Despite some efforts of local politicians in Maiduguri to “domesticate” Muhammad Yusuf, Boko Haram's leader, by accepting some of the political demands of the movement, in particular with respect to the “proper” implementation of shariatic laws and regulations, the movement was not willing to become yet another radical movement of opposition “bought” by the “system.” When Muhammad Yusuf was eventually killed in a major riot in Borno State in 2009, the movement, under the new leadership of Abubakar Shekau, pursued its course of radical opposition with even greater ruthlessness. These dynamics of escalation led to a regional war in northeastern Nigeria (in the context of which Boko Haram has been able to gain territorial control over major parts of the northeast since 2011), a conflict that also spilled over into neighbouring Niger, Chad, and Cameroon. Only in 2016 was the Nigerian government, now under President Muhammad Buhari, in coalition with governments in Chad, Niger, and Cameroon and backed by military support from the United States, France, and Britain, able to defeat Boko Haram militarily. Despite this military success against Boko Haram (and its splinter groups), Nigeria has not managed to terminate the movement completely: some Boko Haram cells are still carrying out suicide attacks in northern Nigeria and in the Lake Chad region. Displaced populations, comprising more than two million people at the moment, have also not yet been able to return to their homes.

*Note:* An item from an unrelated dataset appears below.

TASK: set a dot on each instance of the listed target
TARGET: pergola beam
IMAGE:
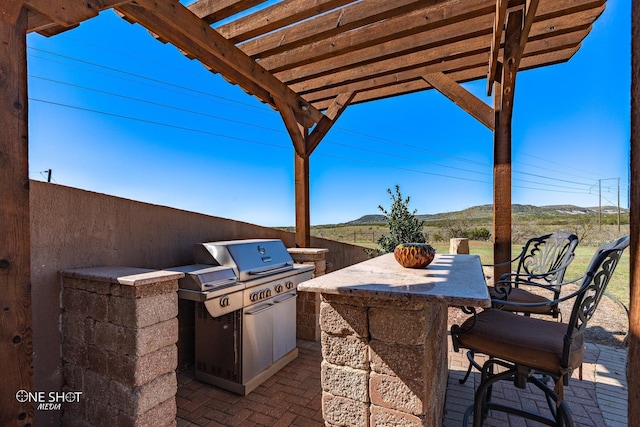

Although Thurston's account of these events turns a bit speculative in some minor instances – in particular, when the author discusses Boko Haram's activities in Niger, Chad, and Cameroon – his analysis is characterised in general by an extremely well-informed and lucid interpretation of the course of events and will thus remain, for quite some time, the most reliable (and readable) text on the development of the Boko Haram movement. A major advantage of Thurston's text is not only his convincing analysis of political developments, but also an excellent analysis of the “theological” debates around and within Boko Haram that have been mostly neglected in the past. The book ends with a number of recommendations by the author as to how the legacy of the Boko Haram rebellion can be overcome – for instance, in terms of proper regional development (infrastructure, education, agriculture) in order to prevent the development of militant movements of the Boko Haram type in the future. Due to the fact that northeastern Nigeria has always been the most marginal (and neglected) region of the country, and as fundamental and structural changes in that respect are not within sight, the author's outlook is understandably bleak, in particular when we consider that the Nigerian government seems to be unable at the moment to retake proper administrative control over the devastated rural areas in the northeast. As such, Thurston's text is highly recommended as reading matter not only for political scientists and historians, but also for “orientalists.” In sum, this text is a must for anybody interested in Nigeria's recent past as well as the dynamics of political and religious development in the larger West African region.